The Five Orange Pips and Other Cases

The Five Orange Pips and Other Cases

Summary

The Penguin English Library Edition of The Five Orange Pips and Other Cases by Arthur Conan Doyle

'He is the Napoleon of crime, Watson ... He sits motionless, like a spider in the centre of its web, but that web has a thousand radiations, and he knows well every quiver of each of them'

Sherlock Holmes, scourge of criminals everywhere, whether they be lurking in London's foggy backstreets or plotting behind the walls of an idyllic country mansion, and his faithful colleague Dr Watson, solve these breathtaking and perplexing mysteries. In Arthur Conan Doyle's The Five Orange Pips and Other Cases we encounter some of his most famous and devilishly difficult problems.

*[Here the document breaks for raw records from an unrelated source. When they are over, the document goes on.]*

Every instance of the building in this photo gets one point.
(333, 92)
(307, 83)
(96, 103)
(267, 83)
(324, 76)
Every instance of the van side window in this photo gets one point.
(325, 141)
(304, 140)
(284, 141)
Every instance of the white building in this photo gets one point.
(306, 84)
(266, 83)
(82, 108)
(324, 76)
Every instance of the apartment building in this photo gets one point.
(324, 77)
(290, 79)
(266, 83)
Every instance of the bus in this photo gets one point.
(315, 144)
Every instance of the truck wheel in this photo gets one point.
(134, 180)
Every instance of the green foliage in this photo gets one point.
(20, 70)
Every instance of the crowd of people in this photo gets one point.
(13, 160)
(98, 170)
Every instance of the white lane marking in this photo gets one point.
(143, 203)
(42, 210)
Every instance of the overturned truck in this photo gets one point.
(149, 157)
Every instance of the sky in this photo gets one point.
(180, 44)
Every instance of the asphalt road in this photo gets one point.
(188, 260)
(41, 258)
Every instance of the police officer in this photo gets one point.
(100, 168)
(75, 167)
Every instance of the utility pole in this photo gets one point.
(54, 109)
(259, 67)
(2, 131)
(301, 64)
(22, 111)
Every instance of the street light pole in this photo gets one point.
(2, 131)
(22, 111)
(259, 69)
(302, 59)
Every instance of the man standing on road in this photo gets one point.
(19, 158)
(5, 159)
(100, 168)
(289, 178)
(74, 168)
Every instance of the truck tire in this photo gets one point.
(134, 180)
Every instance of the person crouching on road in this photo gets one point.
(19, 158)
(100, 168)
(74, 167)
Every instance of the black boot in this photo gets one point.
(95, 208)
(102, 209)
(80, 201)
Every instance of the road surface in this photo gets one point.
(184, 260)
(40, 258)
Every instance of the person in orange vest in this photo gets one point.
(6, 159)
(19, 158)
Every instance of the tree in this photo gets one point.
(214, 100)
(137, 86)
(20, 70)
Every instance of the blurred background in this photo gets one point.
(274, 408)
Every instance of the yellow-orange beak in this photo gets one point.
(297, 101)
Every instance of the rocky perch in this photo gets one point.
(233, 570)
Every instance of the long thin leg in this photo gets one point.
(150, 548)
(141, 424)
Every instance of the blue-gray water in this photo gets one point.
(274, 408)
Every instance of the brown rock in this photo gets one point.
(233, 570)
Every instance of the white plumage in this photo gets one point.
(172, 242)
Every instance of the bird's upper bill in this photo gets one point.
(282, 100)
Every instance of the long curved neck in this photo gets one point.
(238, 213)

The Penguin English Library - 100 editions of the best fiction in English, from the eighteenth century and the very first novels to the beginning of the First World War.

About the author

Arthur Conan Doyle

Sir Arthur Conan Doyle (1859-1930) was born in Edinburgh where he qualified as a doctor, but it was his writing which brought him fame, with the creation of Sherlock Holmes, the first scientific detective. He was also a convert to spiritualism and a social reformer who used his investigative skills to prove the innocence of individuals.